The family is working with Charitable Solutions LLC, a consulting firm focused on managing complex, noncash charitable giving, to facilitate the sale, which will be done through the Dechomai Foundation, a national fund founded in 2003 to assist charitable organizations and donors, Lynett said.
The Scranton Times building in downtown Scranton Monday, January 5, 2025. (SEAN MCKEAG / STAFF PHOTOGRAPHER)
Additionally, the Dechomai Foundation will directly distribute the funds from the sale to local charities, which the family has yet to determine, Lynett said.
“The Scranton community has been great to our family for a long, long time, and we saw that as a way to give back,” he said.
The Times-Tribune relocated to the Grand Army of the Republic Building at 305 Linden St., Scranton, in November 2023.
The newspaper staff had been housed in the Scranton Times Building at 149 Penn Ave. since 1926.
Some of the newspaper’s news, advertising, technology and finance staff moved into the new location while others, including most of the reporting staff, work remotely and from home.
That change followed an announcement Aug. 31, 2023, regarding the sale of Times-Shamrock Communications’ newspaper group, including The Times-Tribune, to Colorado-based MediaNews Group.
Times-Shamrock’s nine-member board of directors voted unanimously to recommend the sale to the four voting shareholders at the time — William R. Lynett, Cecelia Lynett Haggerty and Edward J. Lynett Jr., who all approved the sale, and George V. Lynett, who opposed it.

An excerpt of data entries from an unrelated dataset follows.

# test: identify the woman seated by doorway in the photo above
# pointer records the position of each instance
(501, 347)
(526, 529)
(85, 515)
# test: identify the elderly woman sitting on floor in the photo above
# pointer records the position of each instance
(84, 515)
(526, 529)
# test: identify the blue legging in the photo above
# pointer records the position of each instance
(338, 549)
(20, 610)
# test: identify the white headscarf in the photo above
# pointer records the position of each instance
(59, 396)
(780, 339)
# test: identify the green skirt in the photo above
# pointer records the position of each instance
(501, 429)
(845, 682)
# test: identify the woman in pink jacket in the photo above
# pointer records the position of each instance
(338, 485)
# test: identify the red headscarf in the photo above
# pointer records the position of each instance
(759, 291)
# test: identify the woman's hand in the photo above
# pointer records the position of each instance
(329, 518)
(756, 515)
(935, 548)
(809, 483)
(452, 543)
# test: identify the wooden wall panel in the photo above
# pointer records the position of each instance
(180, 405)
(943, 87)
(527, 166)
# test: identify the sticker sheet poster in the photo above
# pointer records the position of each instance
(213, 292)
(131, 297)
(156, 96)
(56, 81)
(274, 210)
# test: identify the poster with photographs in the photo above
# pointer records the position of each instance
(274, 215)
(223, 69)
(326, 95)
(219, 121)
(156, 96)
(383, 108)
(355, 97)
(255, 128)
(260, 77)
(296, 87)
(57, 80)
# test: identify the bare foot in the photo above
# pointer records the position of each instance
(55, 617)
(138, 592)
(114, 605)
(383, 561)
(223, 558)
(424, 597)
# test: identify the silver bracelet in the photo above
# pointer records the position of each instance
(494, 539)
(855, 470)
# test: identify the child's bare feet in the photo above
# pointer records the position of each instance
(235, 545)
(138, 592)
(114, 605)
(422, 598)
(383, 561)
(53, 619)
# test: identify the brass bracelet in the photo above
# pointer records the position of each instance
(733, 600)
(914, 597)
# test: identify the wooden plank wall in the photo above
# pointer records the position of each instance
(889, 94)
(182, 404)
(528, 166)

“The decision to sell our newspapers in Northeastern Pennsylvania was a difficult one for our entire family,” the Lynett-Haggerty family said in a statement following the announcement. “We are deeply grateful to our loyal employees, our readers, and our advertisers who have supported us over the years.”

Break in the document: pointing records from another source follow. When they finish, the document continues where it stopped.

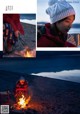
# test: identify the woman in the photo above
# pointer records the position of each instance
(12, 28)
(55, 34)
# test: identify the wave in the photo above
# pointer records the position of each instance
(33, 22)
(69, 75)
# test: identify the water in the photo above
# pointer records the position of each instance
(28, 16)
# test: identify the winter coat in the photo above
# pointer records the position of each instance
(50, 39)
(14, 20)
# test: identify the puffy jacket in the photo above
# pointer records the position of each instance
(14, 20)
(56, 39)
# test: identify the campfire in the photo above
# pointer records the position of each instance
(26, 52)
(22, 103)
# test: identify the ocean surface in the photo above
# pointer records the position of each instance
(28, 16)
(64, 67)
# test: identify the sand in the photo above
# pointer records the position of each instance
(49, 96)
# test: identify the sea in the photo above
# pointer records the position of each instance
(63, 66)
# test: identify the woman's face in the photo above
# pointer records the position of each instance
(66, 24)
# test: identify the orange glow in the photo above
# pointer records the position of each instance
(22, 103)
(29, 53)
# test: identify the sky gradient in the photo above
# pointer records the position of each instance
(43, 5)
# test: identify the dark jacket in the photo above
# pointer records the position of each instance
(14, 20)
(50, 39)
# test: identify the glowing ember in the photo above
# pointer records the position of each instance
(26, 52)
(22, 103)
(29, 53)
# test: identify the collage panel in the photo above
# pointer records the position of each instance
(50, 84)
(19, 35)
(58, 23)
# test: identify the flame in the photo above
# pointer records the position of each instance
(29, 53)
(22, 103)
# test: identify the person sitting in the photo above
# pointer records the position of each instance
(21, 87)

Board Chairman Bill Goodspeed called the decision “difficult for a lot of people,” noting numerous headwinds facing the industry, including declining readership, circulation and advertising revenue.
The sale included the company’s four daily newspapers — The Times-Tribune, The Citizens’ Voice, the Republican Herald and The Standard-Speaker — as well as its weekly and periodic newspapers, commercial printing operations, Absolute Distribution Inc. and Times-Shamrock Creative Services. Also included in the sale was the real estate for the printing operations.
It did not include Times-Shamrock’s radio or billboard operations, or the Scranton Times Building.
Radio operations will continue inside the building as part of a five-year lease, Scott Lynett said.